Most people overlook evaluating their insurance needs. Many will buy a policy, shove it in a drawer and never open the drawer again unless they need to file a claim. Many life changes need to be considered and your insurance may have to be updated to include those changes, such as the arrival of a child that may prompt you to buy additional life insurance. Even checking to see if certain changes that you have made is cause for a discount in your insurance plan. Generally, an individual’s life changes every 7 years.
It is imperative to calculate the following:
Your financial situation
Constantly analyze what you need today and what you will need for the future, figuring in your dependent status. What kind of standard of living do you want to maintain? What kind of future are you considering such as college education and debt?
Use a life insurance needs calculator to help you assess the best amount.
Your life insurance agent
Have a trusted agent that keeps in contact with you periodically to review your current situation and to offer updates on policy information. A good agent will be able to answer questions concerning how much it may take to pay off your debts. Make sure you understand your policy’s duration, rate of return and death benefits. Rate of return refers to policies with a cash value. Not all policies have this. Understand your policy’s duration, death benefits and any riders you may have like waiver of premium, living needs benefits or child riders.
If you did not get the highest classification when you applied for the policy, you can improve on that if your health improves. If you were a smoker and no longer smoke after 12 months, can you adjust your premium? If you run into financial trouble, what kind of options can the insurance company provided? If you run into financial trouble and cannot afford your premiums, do not just cancel your policy. You may be able to reduce the term length or face amount to save on your premiums without sacrificing your policy.

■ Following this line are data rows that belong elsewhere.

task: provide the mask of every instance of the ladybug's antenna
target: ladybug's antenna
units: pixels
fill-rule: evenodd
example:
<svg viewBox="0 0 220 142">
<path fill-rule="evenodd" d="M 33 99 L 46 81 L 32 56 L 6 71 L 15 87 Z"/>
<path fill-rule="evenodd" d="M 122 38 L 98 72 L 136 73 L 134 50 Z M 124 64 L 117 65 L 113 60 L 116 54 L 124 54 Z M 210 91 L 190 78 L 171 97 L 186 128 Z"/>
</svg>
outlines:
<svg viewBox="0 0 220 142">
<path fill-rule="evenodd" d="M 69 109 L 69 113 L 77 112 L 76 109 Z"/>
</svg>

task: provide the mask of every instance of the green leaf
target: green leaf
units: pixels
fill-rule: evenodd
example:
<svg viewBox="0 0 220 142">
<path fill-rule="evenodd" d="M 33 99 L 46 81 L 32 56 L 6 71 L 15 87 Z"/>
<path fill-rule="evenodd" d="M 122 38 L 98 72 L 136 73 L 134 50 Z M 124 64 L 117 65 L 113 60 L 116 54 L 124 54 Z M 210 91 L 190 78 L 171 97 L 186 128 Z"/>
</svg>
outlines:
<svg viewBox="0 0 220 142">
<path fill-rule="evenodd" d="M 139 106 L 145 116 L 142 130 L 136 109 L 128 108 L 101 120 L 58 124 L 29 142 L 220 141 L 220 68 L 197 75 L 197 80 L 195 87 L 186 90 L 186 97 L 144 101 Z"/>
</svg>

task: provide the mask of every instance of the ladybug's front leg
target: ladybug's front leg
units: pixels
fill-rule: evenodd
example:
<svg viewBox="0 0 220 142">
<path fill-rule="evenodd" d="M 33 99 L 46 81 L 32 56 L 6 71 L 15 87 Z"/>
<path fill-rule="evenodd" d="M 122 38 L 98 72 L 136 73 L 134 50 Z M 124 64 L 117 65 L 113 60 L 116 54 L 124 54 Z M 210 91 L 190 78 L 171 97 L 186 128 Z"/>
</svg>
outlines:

Your financial needs will change as you age, especially when you are closer to retirement age. You should speak to your agent about the terms and conditions of your policy as you age. Many term life policies have conversion privileges where you are able to convert your policy into a permanent form of insurance with no proof of insurance required. This is a good option if you have had significant health changes or just want a permanent policy to cover your final expenses.